Role of TGF-β in the enhanced vitreous-induced α-SMA expression. The gels from Fig. 3 were dissolved and the cells were isolated and lysed. α-SMA expressions were examined by Western blot analysis. Loaded cell lysates in A, B, and C were from the gels in Fig. 3 A, B, and C, respectively. Representative blots are shown. Signal intensities were quantified and expressed as percentages of the α-SMA/GAPDH ratio compared with control (treated with DMEM). *, P < 0.05; **, P < 0.01; NS, not significant (paired t test).

Fig. 5.

Impact of fasudil on vitreous-induced MLC phosphorylation.

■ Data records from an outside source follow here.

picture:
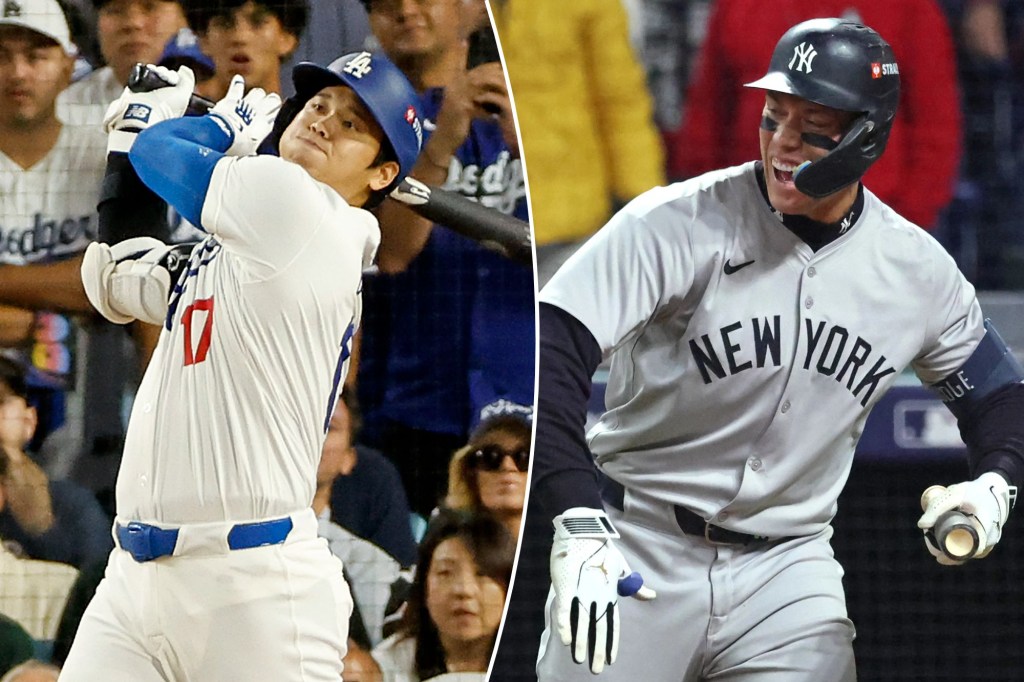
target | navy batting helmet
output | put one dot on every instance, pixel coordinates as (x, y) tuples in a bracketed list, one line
[(844, 66), (380, 85)]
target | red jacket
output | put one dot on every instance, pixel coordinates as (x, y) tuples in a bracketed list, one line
[(720, 127)]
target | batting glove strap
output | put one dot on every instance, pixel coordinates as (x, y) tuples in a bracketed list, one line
[(588, 576), (584, 522), (246, 119), (134, 112), (130, 280)]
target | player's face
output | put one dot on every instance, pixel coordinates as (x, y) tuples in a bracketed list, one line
[(250, 42), (793, 131), (465, 605), (416, 29), (504, 489), (337, 140), (33, 71), (133, 31)]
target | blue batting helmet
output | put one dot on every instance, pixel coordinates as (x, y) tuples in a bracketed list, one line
[(845, 66), (382, 87)]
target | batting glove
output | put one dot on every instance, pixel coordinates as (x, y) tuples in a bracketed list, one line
[(986, 502), (134, 112), (131, 280), (589, 574), (246, 120)]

After pretreatment with or without anti-TGF-β mAb or fasudil, hyalocytes were stimulated with recombinant TGF-β2 (A), vitreous with PDR (B), or vitreous with PVR (C) for 24 h (n = 3, each). Western blot analysis was performed to detect phosphorylated MLC (pMLC). Lane-loading differences were normalized by MLC. Signal intensities were quantified and expressed as percentages of the pMLC/MLC ratio compared with control (treated with DMEM). *, P < 0.05; **, P < 0.01.

Fig. 6.

Experimental PVR in rabbit eyes. (A) Therapeutic potential of fasudil in reducing the progression of experimental PVR. PVR was classified into six stages (0–5). Rhombus, vehicle (n = 5); purple square, fasudil 10 μM (n = 5); trigone, fasudil 30 μM from stage 2 (n = 6); blue square, fasudil 30 μM (n = 5). *, P < 0.05; **, P < 0.01;, not significant vs. vehicle. (B and C) Tractional retinal detachment because of formation and cicatricial contraction of preretinal proliferative membrane was observed by stereomicroscopy in vehicle-treated eyes (stage 5 PVR). (D and F) In contrast, intravitreal membranes adhered to the retina without causing retinal detachment (arrowhead) in 30 μM fasudil-treated eyes with stage 2 PVR. Micrographs depict α-SMA expression (brown) in preretinal proliferative membrane with stage 5 PVR (D) and stage 2 PVR (F) by immunohistochemical analysis. (Scale bar, 200 μm.) (E and G) Magnified images of D and F, respectively. (Scale bar, 10 μm.)